A dorsal hump can arise several different ways. Some people are born with a straight nose, and then develop the hump after a nasal fracture. Commonly this occurs with a traumatic nasal injury, such as a motor vehicle accident or sports injury. In other people, the dorsal hump is largely genetic in nature, and it may be seen as a family trait. Some families enjoy their dorsal hump, as it is a way for them to relate to their family members. In other families with a dorsal hump, it is a tradition or rite of passage to undergo rhinoplasty to remove the hump in early adulthood. Simple aging is yet another way of developing a dorsal hump. In these cases the nose appears straight throughout the majority of life, and the hump becomes more apparent as the nasal tissues begin to sag and drop with age. The good news is that the process to remove the hump is the same regardless of how the hump arose.
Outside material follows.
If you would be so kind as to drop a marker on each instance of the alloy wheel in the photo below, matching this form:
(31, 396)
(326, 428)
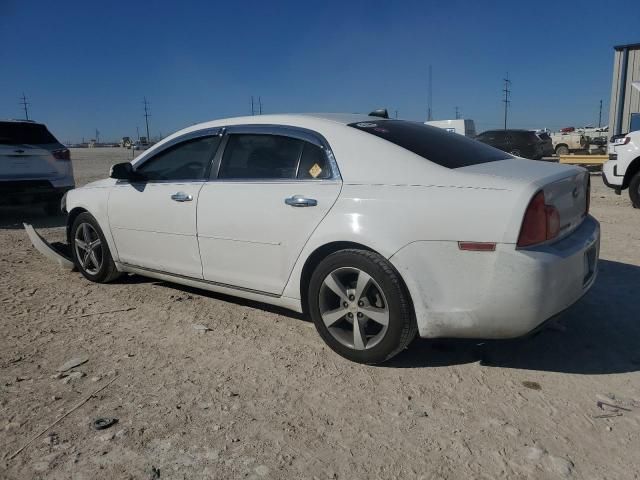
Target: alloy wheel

Anatomically, the hump is composed of several different types of tissue. The majority of a dorsal hump is composed of cartilage, and it includes the cartilage of the nasal septum, as well the upper lateral cartilages on each side. Oftentimes, the nasal bones also contribute to the dorsal hump. Although the nose is also comprised of skin, subcutaneous tissue, and muscle, these tissues usually do not contribute to the dorsal hump.
Rhinoplasty Surgery Options
There are several methods available to treat a dorsal hump. The first method can be thought of as camouflage. This method is the nonsurgical or “liquid” rhinoplasty. This technique involves injecting filler material both above and below the hump in order to make it less conspicuous. The best candidates for this option are those people with a relatively small dorsal hump. Another factor to consider is that the filler material is a temporary solution, and the procedure would usually need to be repeated approximately every nine months for sustained effect. The most effective and permanent method to treat a dorsal hump is with rhinoplasty surgery. This surgery can be performed either through an open or closed approach. The closed approach, also known as the scarless approach, is our preferred method. It involves incisions made entirely on the inside of the nose. Through this approach, the dorsal hump can be surgically removed, resulting in a straight nose from every angle, all without an external scar. This outpatient procedure typically lasts about 1.5 hours and has a recovery time of approximately 1 week. Patients are typically thrilled, and dorsal hump removal continues to be one of the most satisfying nasal procedures, both for the surgeon and patient.